During the invasion's early moments, Agoglia's wooden Airspeed Horsa glider, carrying 26 troops, clipped an embankment and split in two as it tried to land near the French town of Sainte-Mère-Église behind enemy lines.
The crash killed several of Agoglia's fellow troops. Those who survived continued fighting for a month before they were evacuated and sent to a mission in Holland, assigned to secure a bridge that would eventually allow quick entry into Germany.
In total, 160,000 allied troops, facing withering German gunfire, stormed Normandy's beaches during the D-Day assault. In all, over 4,000 were killed by day's end but the all-out assault on 50 miles of heavily fortified French coastline began the liberation of German-occupied Western Europe.

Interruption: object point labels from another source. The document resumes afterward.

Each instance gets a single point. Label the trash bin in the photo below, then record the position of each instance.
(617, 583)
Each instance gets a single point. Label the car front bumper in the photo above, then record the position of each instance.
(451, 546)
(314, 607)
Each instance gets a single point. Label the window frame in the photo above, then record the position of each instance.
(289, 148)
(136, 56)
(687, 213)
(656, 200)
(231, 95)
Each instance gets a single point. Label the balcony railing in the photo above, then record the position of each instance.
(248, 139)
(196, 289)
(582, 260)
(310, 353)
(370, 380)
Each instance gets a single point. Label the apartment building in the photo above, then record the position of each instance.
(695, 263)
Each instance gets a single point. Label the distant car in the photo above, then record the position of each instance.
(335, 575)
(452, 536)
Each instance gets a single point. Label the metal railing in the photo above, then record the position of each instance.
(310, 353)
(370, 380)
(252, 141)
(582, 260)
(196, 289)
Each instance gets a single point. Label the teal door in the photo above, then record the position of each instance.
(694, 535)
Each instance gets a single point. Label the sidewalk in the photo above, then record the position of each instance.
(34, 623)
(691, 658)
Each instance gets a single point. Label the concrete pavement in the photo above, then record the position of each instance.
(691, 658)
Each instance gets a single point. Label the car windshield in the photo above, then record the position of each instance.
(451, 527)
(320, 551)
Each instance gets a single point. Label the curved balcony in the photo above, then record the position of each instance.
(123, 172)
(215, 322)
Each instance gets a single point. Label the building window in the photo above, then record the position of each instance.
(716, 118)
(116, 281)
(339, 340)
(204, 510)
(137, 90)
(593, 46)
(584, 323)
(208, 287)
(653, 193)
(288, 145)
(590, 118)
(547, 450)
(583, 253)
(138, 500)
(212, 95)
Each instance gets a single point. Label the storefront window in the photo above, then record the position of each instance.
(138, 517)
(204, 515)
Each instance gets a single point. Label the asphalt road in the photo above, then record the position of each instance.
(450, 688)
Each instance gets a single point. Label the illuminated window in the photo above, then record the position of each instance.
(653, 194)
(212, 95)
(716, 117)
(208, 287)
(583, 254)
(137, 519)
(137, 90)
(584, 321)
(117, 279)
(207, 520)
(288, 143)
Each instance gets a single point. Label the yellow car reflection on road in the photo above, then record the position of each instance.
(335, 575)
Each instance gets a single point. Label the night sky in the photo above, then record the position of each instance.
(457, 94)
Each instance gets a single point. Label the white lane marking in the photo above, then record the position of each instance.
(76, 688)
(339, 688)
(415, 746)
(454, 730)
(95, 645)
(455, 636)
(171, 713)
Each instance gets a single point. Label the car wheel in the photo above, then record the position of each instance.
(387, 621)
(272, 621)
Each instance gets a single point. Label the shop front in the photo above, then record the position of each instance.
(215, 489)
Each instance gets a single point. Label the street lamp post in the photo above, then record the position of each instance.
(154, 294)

Suffolk County Steve Bellone called Agoglia an "American hero" who bravely served the country, putting his life on the line to protect American freedom and democracy.
"It's because of individuals like Frank that we have the country we have today and that the world is as safe as it is today," Bellone said. "And the reason there is as much freedom as there is today is because of American veterans like Frank Agoglia."
The home repairs, Agoglia said, are a game-changer that will allow him to become more mobile and spend additional time with his four children, 17 grandchildren and nine great grandchildren.
"This has changed everything for me," he said.